今天我特地请厉晴美帮我出去买了顶黑长直的假发,她还帮我化了妆。
我穿了一条白色的连衣裙,这款式清纯得一塌糊涂。
因为瘦得太厉害,我便穿了加厚内衣,好让自己的身材看上去更加玲珑有致。
我已经很久没有这样精心装扮过了。
我和繁华对面而坐,他扫了一眼桌上的菜,看向我,问:“她呢?”
他是问厉晴美。
我说:“她自己吃过了,已经睡了。”
繁华微微颔首,他的脸很白,唇上也无血色,显然非常倦怠。
我说:“你今天去公司了吗?手怎么样了?”
繁华看了我一会儿,才说:“忙了点别的。”
说着,他拿起筷子,掀开烤鱼皮,夹了一小块鱼肉,放进了嘴里。
一副没什么食欲的样子。
我想了想,站起身,绕过餐桌,在他旁边的椅子上桌下,说:“给我看看你的手。

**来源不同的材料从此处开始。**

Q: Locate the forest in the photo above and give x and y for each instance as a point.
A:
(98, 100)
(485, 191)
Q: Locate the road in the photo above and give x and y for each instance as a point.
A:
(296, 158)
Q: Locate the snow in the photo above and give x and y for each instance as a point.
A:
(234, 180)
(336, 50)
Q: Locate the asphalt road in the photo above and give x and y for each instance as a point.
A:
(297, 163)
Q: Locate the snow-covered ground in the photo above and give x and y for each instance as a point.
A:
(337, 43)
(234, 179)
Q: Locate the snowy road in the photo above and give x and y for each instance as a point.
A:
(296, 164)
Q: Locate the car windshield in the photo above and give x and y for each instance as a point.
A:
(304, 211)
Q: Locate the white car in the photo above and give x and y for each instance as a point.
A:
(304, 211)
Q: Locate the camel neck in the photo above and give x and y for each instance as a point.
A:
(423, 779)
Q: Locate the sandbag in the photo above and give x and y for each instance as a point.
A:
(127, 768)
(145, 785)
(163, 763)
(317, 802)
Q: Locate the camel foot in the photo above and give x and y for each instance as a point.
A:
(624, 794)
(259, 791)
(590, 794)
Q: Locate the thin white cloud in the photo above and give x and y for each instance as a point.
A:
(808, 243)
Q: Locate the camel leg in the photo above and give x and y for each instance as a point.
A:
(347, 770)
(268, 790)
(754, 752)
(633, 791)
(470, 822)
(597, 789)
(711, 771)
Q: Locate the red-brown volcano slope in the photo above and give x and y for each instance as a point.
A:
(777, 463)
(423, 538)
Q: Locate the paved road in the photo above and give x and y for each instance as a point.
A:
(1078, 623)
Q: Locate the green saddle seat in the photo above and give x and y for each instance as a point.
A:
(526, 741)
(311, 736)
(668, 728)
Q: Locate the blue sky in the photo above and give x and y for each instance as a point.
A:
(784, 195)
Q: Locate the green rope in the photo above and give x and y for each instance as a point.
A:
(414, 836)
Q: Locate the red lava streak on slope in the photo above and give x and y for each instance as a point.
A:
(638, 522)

”
说完,我作势就要解开他的衣袖。
他却微微往起一抬,环住了我的背。
我顺势站起身,坐到了他怀里。
繁华轻轻地在我脸颊上吻了吻,说:“我妈妈不会伤害你爸爸,不要怕。”
很好,他一下子就明白了我的目的。
我也没必要掩饰,说:“那你让她放了我爸爸。”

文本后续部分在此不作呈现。